Eligibility criteria

• Inclusion Criteria:
• • The participant or his legal representative is willing and able to give informed consent for participation in the study.
• • Male or female, aged ≥18 years.
• • Established documented diagnosis of symptomatic HF (NYHA functional class II-III), which has been present for at least 2 months.
• • LVEF ≤40% documented in the last 3 months by echocardiography or cardiac magnetic resonance.
• • NT-proBNP ≥600 pg/ml.
• • Patients should receive background standard of care for HFrEF at judgment of the investigator.
• • Estimated glomerular filtration rate (eGFR) ≥30 ml/min/1.73m2 (DMRD formula) at enrolment.
• Exclusion Criteria:
• • Inability to perform a valid (respiratory exchange ratio -RER- ≥1.05) baseline cardiopulmonary exercise test (CPET)

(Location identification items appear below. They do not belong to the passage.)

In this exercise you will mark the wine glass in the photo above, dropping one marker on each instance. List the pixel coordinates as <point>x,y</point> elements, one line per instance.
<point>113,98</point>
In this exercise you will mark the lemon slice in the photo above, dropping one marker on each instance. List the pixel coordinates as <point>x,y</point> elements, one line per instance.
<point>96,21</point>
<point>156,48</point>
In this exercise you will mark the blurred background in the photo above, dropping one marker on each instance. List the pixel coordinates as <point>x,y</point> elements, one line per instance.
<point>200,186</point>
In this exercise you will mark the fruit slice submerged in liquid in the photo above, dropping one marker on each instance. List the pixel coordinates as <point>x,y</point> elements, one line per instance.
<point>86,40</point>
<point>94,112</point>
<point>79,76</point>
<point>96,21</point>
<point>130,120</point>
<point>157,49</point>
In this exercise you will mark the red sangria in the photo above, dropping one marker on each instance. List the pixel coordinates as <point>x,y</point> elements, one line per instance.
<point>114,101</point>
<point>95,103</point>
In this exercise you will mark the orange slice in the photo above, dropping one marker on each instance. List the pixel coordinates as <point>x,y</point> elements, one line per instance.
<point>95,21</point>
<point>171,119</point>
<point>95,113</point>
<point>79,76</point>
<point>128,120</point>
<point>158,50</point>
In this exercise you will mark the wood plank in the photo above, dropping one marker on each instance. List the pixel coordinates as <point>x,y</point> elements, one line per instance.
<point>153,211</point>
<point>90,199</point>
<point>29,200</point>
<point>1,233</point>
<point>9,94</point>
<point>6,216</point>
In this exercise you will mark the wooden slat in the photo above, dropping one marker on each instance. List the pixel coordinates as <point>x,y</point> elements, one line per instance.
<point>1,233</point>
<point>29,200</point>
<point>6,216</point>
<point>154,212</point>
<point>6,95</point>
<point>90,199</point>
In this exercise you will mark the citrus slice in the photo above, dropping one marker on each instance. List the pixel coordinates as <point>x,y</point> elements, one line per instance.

• • Patients receiving therapy with an SGLT2 inhibitor within 8 weeks prior to enrolment, or previous intolerance of an SGLT2 inhibitor
• • Type 1 diabetes
• • Symptomatic hypotension or systolic blood pressure \<95 mmHg
• • Current acute decompensated HF or hospitalization due to decompensated HF \<4 weeks prior to enrolment
• • Myocardial infarction, unstable angina, stroke, or transient ischemic attack within 12 weeks prior to enrolment
• • Coronary revascularization (percutaneous coronary intervention or coronary artery bypass grafting) or cardiac valve repair/replacement within 12 weeks prior to enrolment, or planned to undergo any of these operations after randomization
• • Implantation of a cardiac resynchronization therapy (CRT) device within 12 weeks prior to enrolment or intent to implant a CRT device
• • Previous cardiac transplantation or implantation of a ventricular assistance device or similar device, or implantation expected after randomization
• • HF due to restrictive cardiomyopathy, active myocarditis, constrictive pericarditis, hypertrophic (obstructive) cardiomyopathy, or uncorrected severe primary cardiac valve disease
• • Symptomatic bradycardia or second or third-degree heart block without a pacemaker
• • Severe renal dysfunction (eGFR\<30 ml/min/1.73m2) or prior admission for acute renal failure in the last 4 weeks.
• • Pregnant or lactating women
• • Woman of childbearing age, unless they are using highly effective contraceptive methods.
• • Patients with severe hepatic impairment (Child-Pugh class C).